Hallo, ich weiß leider nicht, ob es wirklich die passende Kategorie ist aber ich nehme an, dass es mit Javascript funktioniert.
Auf einer Internetseite (http://bit.ly/2kgfcuQ) gibt es (rechts) den Button "Anfragen", wenn man diesen anklickt öffnet sich ein Popup?-Fenster, ohne Browserfenster drum herum.

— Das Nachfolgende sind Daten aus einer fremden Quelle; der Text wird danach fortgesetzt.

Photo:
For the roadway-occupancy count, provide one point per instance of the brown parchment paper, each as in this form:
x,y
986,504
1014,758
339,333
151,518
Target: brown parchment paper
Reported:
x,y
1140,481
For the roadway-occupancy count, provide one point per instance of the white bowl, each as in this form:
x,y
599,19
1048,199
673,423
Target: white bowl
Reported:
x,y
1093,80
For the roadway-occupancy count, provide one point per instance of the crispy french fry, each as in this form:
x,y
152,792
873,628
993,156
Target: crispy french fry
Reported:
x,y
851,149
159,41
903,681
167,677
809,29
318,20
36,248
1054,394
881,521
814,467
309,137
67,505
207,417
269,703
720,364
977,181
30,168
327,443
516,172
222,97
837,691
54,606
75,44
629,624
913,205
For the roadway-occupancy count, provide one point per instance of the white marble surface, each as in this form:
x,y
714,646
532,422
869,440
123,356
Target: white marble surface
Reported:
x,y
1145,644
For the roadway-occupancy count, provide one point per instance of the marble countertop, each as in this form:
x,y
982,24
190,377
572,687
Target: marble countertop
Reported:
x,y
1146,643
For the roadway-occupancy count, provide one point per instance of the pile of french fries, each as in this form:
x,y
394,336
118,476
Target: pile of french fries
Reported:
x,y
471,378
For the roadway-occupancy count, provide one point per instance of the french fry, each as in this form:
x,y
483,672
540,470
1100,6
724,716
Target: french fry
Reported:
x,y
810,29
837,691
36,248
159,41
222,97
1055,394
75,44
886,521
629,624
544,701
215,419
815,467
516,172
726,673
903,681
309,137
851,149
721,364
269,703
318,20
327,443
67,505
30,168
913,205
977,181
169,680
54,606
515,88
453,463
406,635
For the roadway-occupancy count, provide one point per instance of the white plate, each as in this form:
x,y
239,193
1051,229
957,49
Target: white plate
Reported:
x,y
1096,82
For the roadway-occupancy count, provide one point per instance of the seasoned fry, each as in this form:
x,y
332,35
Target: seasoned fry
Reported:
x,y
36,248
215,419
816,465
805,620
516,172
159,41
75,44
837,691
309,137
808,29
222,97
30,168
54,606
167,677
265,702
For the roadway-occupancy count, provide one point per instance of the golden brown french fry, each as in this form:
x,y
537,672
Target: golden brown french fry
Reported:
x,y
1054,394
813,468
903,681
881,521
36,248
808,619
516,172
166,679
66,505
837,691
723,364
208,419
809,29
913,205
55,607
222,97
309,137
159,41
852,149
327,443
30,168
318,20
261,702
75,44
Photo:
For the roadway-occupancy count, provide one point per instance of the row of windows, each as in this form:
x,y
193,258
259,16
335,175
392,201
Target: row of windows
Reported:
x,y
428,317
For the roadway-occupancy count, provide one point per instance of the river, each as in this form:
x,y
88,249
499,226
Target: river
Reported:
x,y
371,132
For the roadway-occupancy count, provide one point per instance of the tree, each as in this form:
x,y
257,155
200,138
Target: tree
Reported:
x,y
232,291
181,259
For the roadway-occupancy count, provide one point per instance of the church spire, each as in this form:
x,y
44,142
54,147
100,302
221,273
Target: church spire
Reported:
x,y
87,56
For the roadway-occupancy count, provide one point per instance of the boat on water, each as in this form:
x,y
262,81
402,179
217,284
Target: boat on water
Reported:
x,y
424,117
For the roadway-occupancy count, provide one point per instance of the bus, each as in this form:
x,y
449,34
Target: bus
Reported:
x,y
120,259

Sowas möchte ich auf meiner Seite auch gerne einbauen und suche jetzt den Code dafür.
Kann mir da jemand von Euch helfen?


----------



## SpiceLab (2. Februar 2017)

Nusskati hat gesagt.:


> Auf einer Internetseite (http://bit.ly/2kgfcuQ) gibt es (rechts) den Button "Anfragen", wenn man diesen anklickt öffnet sich ein Popup?-Fenster, ohne Browserfenster drum herum.
> 
> Sowas möchte ich auf meiner Seite auch gerne einbauen und *suche* jetzt den Code dafür.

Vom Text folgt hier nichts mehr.